The chi-squared test is a statistical test used to determine whether there is a significant difference between the expected and observed frequencies of data. It is often used to test the goodness of fit of a model to observed data. Gaussian curves, also known as normal curves, are commonly used to model continuous data and can be used in the chi-squared test to determine the expected frequencies.
The chi-squared value for a gaussian curve is calculated by summing the squared differences between the observed and expected frequencies, divided by the expected frequency for each category. This calculation is then compared to a critical value from a chi-squared distribution to determine the significance of the results.

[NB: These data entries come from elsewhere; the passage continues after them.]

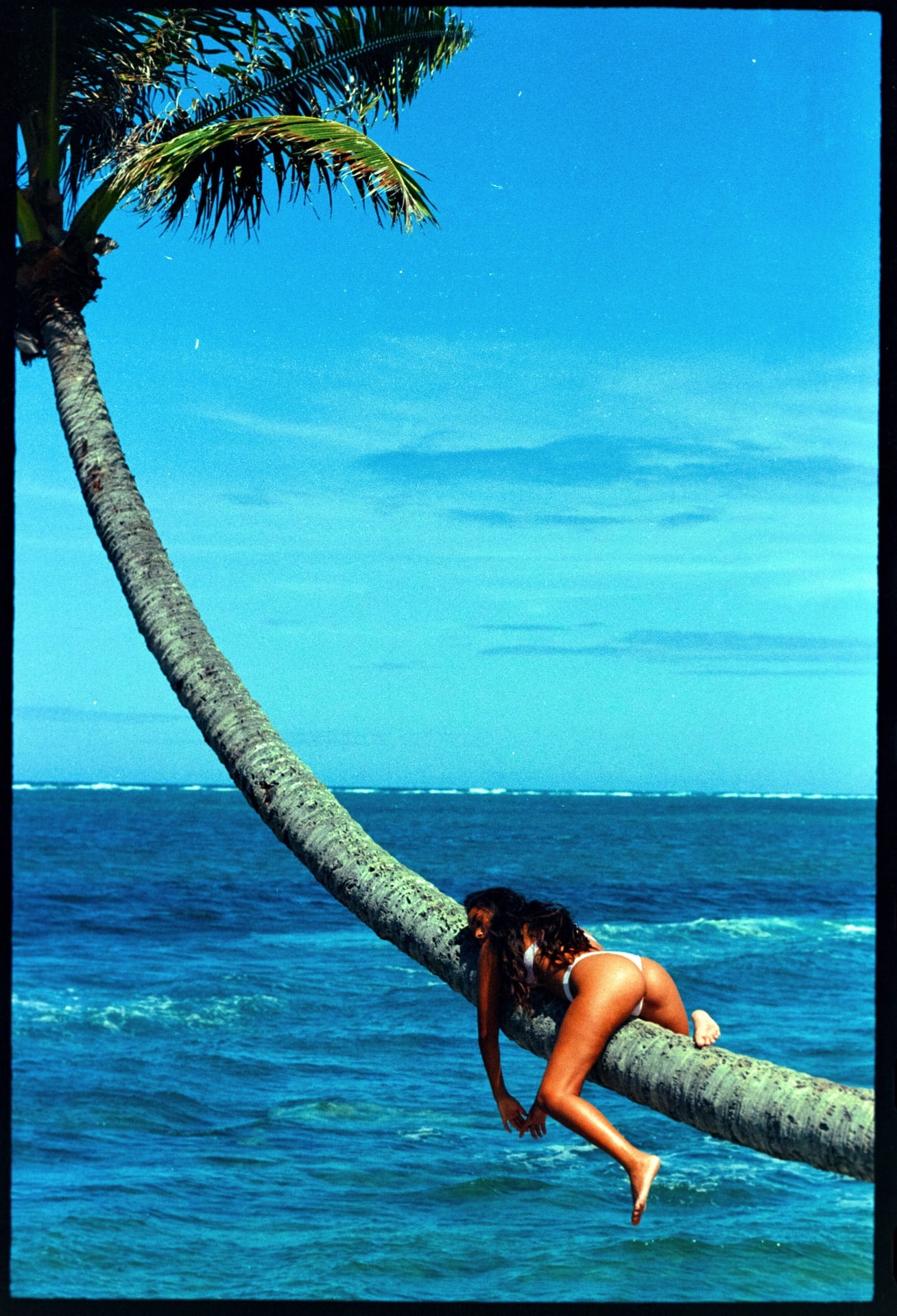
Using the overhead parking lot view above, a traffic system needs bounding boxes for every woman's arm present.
[477,938,527,1130]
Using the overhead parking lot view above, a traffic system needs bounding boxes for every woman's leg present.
[640,955,719,1046]
[536,955,658,1226]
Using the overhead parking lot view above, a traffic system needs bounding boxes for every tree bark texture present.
[42,308,873,1180]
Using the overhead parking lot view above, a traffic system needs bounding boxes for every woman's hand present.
[515,1097,545,1138]
[495,1093,527,1133]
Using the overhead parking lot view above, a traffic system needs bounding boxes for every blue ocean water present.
[12,785,874,1302]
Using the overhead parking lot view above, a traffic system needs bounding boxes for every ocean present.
[12,783,874,1303]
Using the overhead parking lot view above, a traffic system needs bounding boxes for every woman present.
[464,887,719,1226]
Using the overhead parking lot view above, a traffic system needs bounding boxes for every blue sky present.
[16,9,880,794]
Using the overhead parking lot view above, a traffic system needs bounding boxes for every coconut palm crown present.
[16,3,472,362]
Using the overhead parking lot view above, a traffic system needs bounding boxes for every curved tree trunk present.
[42,309,873,1180]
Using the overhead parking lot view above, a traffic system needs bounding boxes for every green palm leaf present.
[78,114,435,237]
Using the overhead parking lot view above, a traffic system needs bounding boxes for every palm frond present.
[100,114,436,239]
[195,5,473,127]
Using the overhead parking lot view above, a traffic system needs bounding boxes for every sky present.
[14,8,880,794]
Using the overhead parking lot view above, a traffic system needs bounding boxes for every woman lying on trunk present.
[464,887,719,1226]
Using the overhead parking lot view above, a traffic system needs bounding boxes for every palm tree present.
[17,4,872,1179]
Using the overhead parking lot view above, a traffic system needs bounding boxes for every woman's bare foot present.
[691,1010,719,1046]
[630,1156,660,1226]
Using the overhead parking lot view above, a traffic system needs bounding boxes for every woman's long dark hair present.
[464,887,591,1014]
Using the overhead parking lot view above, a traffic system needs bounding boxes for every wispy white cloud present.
[479,628,874,675]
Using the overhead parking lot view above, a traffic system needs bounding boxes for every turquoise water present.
[12,787,873,1302]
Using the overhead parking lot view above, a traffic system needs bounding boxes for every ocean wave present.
[12,781,876,801]
[12,988,280,1033]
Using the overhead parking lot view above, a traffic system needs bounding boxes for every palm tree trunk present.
[42,308,873,1180]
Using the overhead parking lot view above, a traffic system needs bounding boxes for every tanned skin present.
[468,907,719,1226]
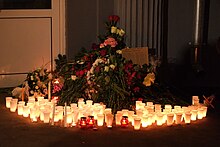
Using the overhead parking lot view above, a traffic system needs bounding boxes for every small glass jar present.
[121,116,129,128]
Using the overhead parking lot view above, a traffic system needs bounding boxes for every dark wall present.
[163,0,220,94]
[168,0,194,63]
[66,0,114,58]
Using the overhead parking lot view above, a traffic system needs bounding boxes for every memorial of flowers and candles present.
[6,15,207,130]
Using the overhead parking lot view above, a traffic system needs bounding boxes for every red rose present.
[108,15,120,22]
[133,87,140,92]
[100,50,107,56]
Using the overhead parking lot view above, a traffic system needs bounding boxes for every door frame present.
[0,0,66,70]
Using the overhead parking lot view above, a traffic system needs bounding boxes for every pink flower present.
[104,37,118,47]
[100,50,107,56]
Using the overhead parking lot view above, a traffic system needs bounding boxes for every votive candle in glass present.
[201,106,208,117]
[79,117,87,129]
[115,113,122,125]
[23,105,29,117]
[134,117,141,130]
[10,99,18,112]
[141,115,148,128]
[87,116,95,128]
[167,113,174,126]
[106,113,114,128]
[5,97,12,108]
[197,108,203,119]
[121,116,129,128]
[191,110,198,121]
[97,114,104,126]
[184,112,192,124]
[43,110,50,123]
[175,113,183,124]
[157,113,163,126]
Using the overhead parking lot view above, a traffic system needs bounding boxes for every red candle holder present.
[79,117,87,128]
[87,116,95,128]
[121,116,129,128]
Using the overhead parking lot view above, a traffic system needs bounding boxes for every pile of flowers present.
[18,15,187,112]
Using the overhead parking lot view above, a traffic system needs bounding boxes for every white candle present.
[64,102,67,127]
[5,97,12,108]
[51,101,56,125]
[48,81,51,102]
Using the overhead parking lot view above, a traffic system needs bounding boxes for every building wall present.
[66,0,114,58]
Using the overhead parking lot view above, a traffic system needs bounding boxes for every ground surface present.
[0,94,220,147]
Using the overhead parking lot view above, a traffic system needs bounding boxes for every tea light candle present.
[106,113,114,128]
[79,117,86,129]
[134,117,141,130]
[175,113,183,124]
[97,114,104,126]
[87,116,95,128]
[141,115,148,128]
[18,103,24,115]
[23,106,29,117]
[201,106,208,117]
[191,110,198,121]
[167,113,174,126]
[43,110,50,123]
[10,99,18,112]
[157,113,163,126]
[128,111,134,122]
[197,108,203,119]
[184,112,192,124]
[121,116,129,128]
[115,113,122,125]
[5,97,12,108]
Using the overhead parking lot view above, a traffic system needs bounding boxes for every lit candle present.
[191,110,198,121]
[51,101,56,125]
[121,116,129,128]
[5,97,12,108]
[115,113,122,125]
[134,117,141,130]
[10,99,18,112]
[79,117,86,129]
[141,115,148,128]
[184,112,192,124]
[106,113,114,128]
[97,114,104,126]
[64,102,67,127]
[48,81,51,101]
[87,116,95,128]
[167,113,174,126]
[175,113,183,124]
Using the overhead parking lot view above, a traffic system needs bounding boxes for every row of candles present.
[6,96,207,130]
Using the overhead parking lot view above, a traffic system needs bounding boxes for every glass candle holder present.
[157,113,163,126]
[141,115,148,128]
[134,117,141,130]
[191,110,198,121]
[115,113,122,125]
[121,116,129,128]
[184,112,192,124]
[18,103,24,115]
[197,108,203,119]
[175,113,183,124]
[87,116,95,128]
[5,97,12,108]
[79,117,87,129]
[167,113,174,126]
[10,99,18,112]
[97,114,104,126]
[43,110,50,123]
[106,113,114,128]
[23,106,29,117]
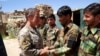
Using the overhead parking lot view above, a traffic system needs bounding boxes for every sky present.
[0,0,100,12]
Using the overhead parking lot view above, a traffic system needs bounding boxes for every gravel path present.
[4,39,21,56]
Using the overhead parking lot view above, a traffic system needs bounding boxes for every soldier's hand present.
[40,47,49,56]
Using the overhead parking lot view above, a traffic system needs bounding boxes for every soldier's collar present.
[83,27,97,36]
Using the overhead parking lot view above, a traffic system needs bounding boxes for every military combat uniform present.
[53,23,79,56]
[46,25,59,46]
[78,24,100,56]
[38,24,48,47]
[18,25,43,56]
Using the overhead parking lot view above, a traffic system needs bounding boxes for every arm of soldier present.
[95,38,100,56]
[49,46,71,54]
[19,34,41,56]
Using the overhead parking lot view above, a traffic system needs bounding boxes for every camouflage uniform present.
[53,23,79,56]
[38,24,48,47]
[46,26,59,46]
[78,24,100,56]
[18,25,43,56]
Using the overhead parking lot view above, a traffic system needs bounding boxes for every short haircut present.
[57,5,72,16]
[25,8,37,19]
[84,3,100,16]
[47,14,55,20]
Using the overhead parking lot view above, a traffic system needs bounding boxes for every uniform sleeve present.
[19,34,40,56]
[96,40,100,56]
[51,26,79,54]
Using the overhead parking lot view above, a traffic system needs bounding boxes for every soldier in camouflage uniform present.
[49,6,79,56]
[37,16,48,47]
[18,8,48,56]
[46,14,59,46]
[78,3,100,56]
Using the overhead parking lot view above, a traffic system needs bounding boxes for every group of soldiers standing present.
[18,3,100,56]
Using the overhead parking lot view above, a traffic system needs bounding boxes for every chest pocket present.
[80,39,96,54]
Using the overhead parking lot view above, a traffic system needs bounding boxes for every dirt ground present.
[3,39,21,56]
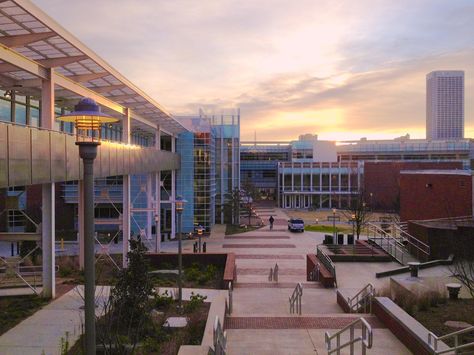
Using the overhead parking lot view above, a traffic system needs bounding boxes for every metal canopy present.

No, the chi-squared test is most commonly used with categorical or discrete data. However, it can also be used with continuous data if the data is grouped into categories.
If the chi-squared value calculated is greater than the critical value, it indicates that there is a significant difference between the expected and observed frequencies, and the gaussian curve does not fit the data well. If the chi-squared value is smaller than the critical value, it suggests that the gaussian curve fits the data well.
In theory, it is possible to have a perfect fit between a gaussian curve and observed data. However, in practice, there is always some level of error or deviation from the expected frequencies, and a perfect fit is rare. The aim of the chi-squared test is to determine whether the level of deviation is significant enough to reject the fit of the gaussian curve to the data.